If the Discussion of the Nam and Benezra, 2009 paper wasn't clear, I note here that even though the absolute level of the Id1 protein may be low, its level is highest in the stem/progenitor cells if one considers the relative levels along the neurogenic lineage.

Id1-Venus fluorescence from adherent NSPC cultures.

Two confocal images of YFP+ cells from ventricular wall whole mount of Id1^{IRES-creERT2/+}; ROSA26^LSL-YFP/+ mice that were scored to be "B1" cells from Mirzadeh et al., 2008 (https://doi.org/10.1016/j.stem.2008.07.004).

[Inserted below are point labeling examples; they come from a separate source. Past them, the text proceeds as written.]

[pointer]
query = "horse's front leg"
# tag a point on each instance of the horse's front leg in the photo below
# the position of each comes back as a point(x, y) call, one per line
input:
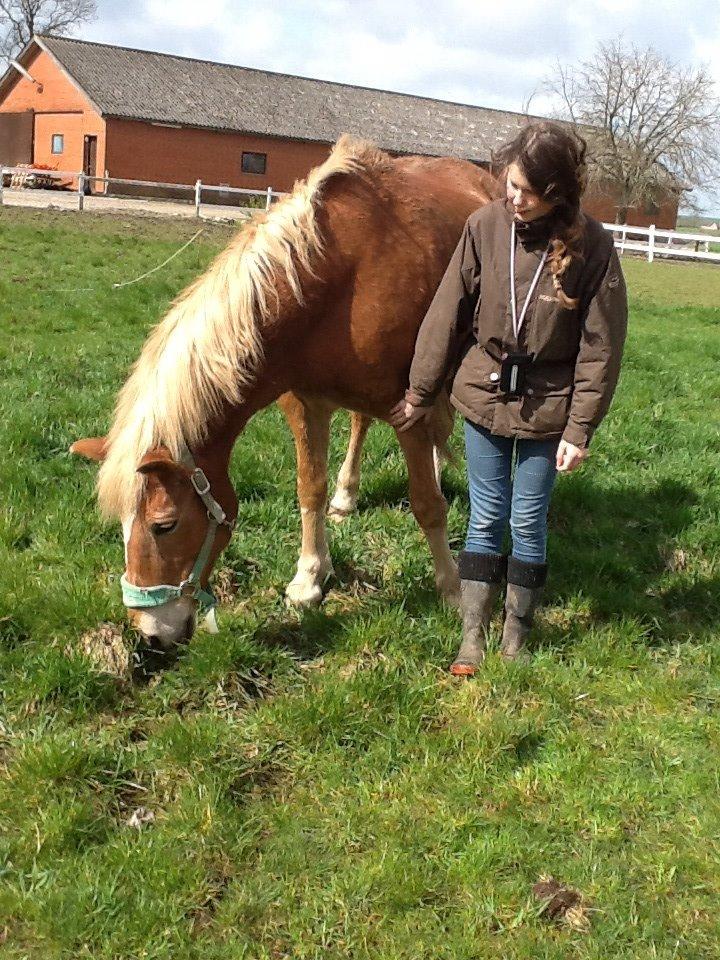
point(429, 507)
point(344, 500)
point(309, 421)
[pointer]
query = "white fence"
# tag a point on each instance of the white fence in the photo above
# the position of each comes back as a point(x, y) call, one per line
point(647, 240)
point(662, 243)
point(79, 182)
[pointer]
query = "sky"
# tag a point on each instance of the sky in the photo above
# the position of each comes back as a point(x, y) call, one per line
point(491, 54)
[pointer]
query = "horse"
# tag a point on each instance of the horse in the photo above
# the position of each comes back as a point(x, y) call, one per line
point(315, 304)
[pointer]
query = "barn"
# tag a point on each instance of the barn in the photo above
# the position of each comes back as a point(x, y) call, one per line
point(141, 115)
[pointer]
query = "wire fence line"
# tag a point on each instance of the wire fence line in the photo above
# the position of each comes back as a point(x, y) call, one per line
point(81, 184)
point(650, 241)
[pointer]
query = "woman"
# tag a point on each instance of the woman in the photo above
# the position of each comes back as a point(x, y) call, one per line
point(532, 313)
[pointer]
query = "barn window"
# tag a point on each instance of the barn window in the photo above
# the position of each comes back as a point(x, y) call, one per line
point(254, 162)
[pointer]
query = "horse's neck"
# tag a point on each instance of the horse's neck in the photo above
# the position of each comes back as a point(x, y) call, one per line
point(225, 430)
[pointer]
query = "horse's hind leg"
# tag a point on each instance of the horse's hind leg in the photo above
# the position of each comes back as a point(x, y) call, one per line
point(344, 500)
point(309, 421)
point(429, 507)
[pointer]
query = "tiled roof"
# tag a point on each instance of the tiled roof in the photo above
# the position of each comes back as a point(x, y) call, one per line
point(142, 85)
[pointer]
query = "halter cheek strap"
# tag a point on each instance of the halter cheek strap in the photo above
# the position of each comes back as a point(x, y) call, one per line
point(134, 596)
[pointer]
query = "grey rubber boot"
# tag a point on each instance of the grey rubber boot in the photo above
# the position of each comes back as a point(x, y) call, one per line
point(524, 591)
point(480, 578)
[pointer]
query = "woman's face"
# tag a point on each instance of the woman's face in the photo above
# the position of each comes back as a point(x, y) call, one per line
point(527, 204)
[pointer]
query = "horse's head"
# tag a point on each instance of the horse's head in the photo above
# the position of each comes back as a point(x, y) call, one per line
point(180, 525)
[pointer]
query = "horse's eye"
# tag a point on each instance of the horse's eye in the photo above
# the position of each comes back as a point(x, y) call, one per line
point(159, 528)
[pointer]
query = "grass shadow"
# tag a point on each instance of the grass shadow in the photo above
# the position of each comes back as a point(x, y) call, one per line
point(616, 546)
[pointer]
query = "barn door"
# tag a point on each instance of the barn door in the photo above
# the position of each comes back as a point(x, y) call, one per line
point(90, 161)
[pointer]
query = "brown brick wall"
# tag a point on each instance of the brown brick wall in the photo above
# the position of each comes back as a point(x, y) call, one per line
point(145, 151)
point(603, 208)
point(59, 108)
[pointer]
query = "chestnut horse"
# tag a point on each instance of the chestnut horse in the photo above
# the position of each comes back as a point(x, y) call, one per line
point(316, 303)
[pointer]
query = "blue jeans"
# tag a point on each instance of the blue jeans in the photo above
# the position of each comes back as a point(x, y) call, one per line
point(497, 496)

Previously, the whole mount immunfluorescence technique wasn't as optimized as it is now, so the images weren't so clear. However, putting the previous work in context with my more recent work, what is clear is that the cells labeled by the Id1^IRES-creERT2 allele were different from the cells labeled by the Lrig1^T2A-iCreERT2 allele (see https://doi.org/10.6084/m9.figshare.12731900.v8). So how is it possible to get Lrig1 out of Id1^high cells when they label cells with different morphologies? Although it wasn't apparent with the previous technique, more recent results suggest that Id1 also labels the cells labeled by Lrig1 (unpublished preliminary observation). So, a working model is that there are at least two different types of stem cells: Id1 reveals both, whereas Lrig1 reveals mostly one subset.

==============

Id1+ cells outside the V-SVZ.

Two coronal section images from hippocampus of Id1^{IRES-creERT2/+}; ROSA26^StLa/+ mouse. 1 month after tamoxifen inductions. Non-endothelial X-gal+ cells (from tauLacZ) in the dentate gyrus.

A confocal image from coronal section of hippocampus of Id1^{IRES-creERT2/+}; ROSA26^StLa/+ mouse. 1 month after tamoxifen inductions. Tau-b-gal (green), NeuN (red), and DAPI (blue).

A confocal image from a coronal section of wildtype mouse embryo (~E12.5) spinal cord. Id1 (green), Nestin (red), and DAPI (blue).